Pen-Y-Fan from Cribyn
Learn to fall in love with the mountain not just the summit

Friday, March 12, 2010

The Appalachian Trail

Perhaps for some the following will summarise the feeling that we all have tackling a strenuous hill/mountain. It is a passage taken from a book written by Bill Bryson when at the age of forty-four he set off to hike through 2,200 miles of remote mountain wilderness filled with bears, moose, bobcats, rattlesnakes, poisonous plants, disease bearing ticks, salamanders and a range of other mammals, flora and fauna.

The Appalachian Trail is the longest continuous footpath in the world, stretching from Georgia to Maine through the Smoky Mountains, Shenandoah National Park, Blue Ridge Mountains of Virginia (...in the shade of the local pines!!) and the Great North Woods of Maine:-

"The hardest part is coming to terms with the constant dispiriting discovery that there is always more hill. The thing about being on a hill, as opposed to standing back from it, is that you can almost never see exactly what's to come.

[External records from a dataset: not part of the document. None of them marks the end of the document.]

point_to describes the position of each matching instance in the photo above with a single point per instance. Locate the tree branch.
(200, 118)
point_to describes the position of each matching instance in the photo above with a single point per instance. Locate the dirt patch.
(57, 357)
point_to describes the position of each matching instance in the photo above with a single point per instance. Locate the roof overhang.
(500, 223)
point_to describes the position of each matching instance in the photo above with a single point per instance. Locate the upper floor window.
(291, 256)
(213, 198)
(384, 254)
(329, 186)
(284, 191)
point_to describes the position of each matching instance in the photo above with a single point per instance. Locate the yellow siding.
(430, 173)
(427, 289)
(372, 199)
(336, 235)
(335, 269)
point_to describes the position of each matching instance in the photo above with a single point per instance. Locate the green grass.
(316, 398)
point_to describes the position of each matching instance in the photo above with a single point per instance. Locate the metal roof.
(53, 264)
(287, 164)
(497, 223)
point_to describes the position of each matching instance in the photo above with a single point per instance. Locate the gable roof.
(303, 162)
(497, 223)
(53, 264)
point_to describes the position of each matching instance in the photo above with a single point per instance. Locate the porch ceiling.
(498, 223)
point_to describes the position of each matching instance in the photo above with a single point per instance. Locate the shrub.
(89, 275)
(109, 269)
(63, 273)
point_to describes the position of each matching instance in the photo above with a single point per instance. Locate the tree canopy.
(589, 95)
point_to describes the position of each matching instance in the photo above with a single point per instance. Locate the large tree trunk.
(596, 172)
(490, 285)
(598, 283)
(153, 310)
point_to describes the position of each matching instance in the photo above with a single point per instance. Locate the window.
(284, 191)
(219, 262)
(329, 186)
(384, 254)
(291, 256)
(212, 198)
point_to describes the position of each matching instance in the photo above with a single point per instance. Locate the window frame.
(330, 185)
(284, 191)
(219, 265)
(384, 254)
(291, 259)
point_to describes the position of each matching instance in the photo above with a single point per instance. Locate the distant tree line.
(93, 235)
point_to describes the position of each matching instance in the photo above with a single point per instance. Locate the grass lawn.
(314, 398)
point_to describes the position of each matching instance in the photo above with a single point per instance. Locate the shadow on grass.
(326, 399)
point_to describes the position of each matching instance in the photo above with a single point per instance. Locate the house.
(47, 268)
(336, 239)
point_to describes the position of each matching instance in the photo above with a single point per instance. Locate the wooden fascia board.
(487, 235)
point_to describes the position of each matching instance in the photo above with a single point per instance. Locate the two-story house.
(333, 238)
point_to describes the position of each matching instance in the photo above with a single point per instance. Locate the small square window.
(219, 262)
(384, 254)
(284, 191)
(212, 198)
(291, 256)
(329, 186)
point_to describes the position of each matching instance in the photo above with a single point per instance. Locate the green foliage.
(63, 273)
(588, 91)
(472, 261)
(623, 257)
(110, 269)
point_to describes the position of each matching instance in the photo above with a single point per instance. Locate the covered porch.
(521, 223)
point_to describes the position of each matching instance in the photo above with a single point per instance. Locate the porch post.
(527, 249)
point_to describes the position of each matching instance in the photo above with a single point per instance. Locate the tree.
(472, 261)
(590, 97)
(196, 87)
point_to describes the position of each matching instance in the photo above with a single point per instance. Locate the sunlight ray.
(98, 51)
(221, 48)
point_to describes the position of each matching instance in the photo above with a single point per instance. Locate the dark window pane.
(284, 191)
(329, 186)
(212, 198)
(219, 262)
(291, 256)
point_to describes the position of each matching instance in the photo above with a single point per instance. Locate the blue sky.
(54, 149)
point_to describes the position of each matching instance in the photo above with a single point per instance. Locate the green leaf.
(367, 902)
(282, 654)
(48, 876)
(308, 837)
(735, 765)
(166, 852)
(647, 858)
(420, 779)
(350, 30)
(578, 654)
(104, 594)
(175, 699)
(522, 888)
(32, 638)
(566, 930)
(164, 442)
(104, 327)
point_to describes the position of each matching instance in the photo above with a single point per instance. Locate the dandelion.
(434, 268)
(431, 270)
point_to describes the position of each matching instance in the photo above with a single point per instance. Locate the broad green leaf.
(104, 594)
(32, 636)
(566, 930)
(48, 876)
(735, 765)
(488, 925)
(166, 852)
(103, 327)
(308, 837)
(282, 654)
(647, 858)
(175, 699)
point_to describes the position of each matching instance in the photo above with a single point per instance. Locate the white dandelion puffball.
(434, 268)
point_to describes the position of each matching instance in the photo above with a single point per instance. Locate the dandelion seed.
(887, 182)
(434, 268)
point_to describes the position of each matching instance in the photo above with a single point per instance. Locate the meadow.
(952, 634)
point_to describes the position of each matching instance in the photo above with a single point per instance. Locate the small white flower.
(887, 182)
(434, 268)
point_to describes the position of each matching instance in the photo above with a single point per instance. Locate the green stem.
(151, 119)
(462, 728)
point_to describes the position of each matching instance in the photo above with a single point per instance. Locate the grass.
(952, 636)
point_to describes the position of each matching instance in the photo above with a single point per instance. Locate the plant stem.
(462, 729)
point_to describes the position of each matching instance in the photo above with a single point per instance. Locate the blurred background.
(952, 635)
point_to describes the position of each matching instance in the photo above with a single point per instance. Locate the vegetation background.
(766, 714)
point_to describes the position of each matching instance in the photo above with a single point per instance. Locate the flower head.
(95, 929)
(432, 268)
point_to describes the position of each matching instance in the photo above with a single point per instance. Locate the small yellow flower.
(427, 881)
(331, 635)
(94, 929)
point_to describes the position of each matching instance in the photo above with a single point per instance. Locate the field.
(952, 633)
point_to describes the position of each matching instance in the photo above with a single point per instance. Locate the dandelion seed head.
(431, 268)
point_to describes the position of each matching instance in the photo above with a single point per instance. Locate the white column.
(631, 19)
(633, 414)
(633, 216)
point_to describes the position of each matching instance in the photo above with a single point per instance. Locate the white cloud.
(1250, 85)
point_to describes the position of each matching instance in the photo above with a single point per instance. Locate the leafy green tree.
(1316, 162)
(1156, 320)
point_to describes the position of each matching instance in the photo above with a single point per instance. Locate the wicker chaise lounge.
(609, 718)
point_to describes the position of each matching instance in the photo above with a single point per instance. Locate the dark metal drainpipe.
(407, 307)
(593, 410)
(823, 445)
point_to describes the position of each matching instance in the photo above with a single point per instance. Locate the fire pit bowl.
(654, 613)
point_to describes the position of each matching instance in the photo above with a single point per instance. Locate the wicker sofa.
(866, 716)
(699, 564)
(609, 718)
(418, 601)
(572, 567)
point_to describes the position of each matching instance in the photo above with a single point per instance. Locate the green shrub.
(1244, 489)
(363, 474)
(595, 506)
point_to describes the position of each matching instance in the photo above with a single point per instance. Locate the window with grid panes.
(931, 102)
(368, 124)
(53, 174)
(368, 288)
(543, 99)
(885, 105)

Between the curtain of trees, the ever-receding contour of rising slope before you and your own plodding weariness, you gradually lose track of how far you have come.

Each time you haul yourself up to what you think must surely be the crest, you find that there is in fact more hill beyond, sloping at an angle that kept it from view before, and that beyond that slope there is another, and beyond that another and another, and beyond each of those more still, until it seems impossible that any hill could run on this long.

Eventually you reach a height where you can see the tops of the topmost tress, with nothing but clear sky beyond, and your faltering spirit stirs - nearly there now! - but this is a pitiless deception. The elusive summit continually retreats by whatever distance you press forward, so that each time the canopy parts enough to give a view you are dismayed to see that the topmost trees are as remote, as unattainable, as before. Still you stagger on. What else can you do?

When after ages and ages, you finally reach the tell-tale world of truly high ground, where the chilled air smells of pine sap and the vegetation is gnarled and tough and wind-bent, and push through to the summits open pinnacle, you are, alas, past caring. You soon realise - again in a remote, light-headed, curiously not-there way - that the view is sensational: a boundless vista of wooded mountains, unmarked by human hand, marching off in every direction. This really is heaven, it's splendid, no question."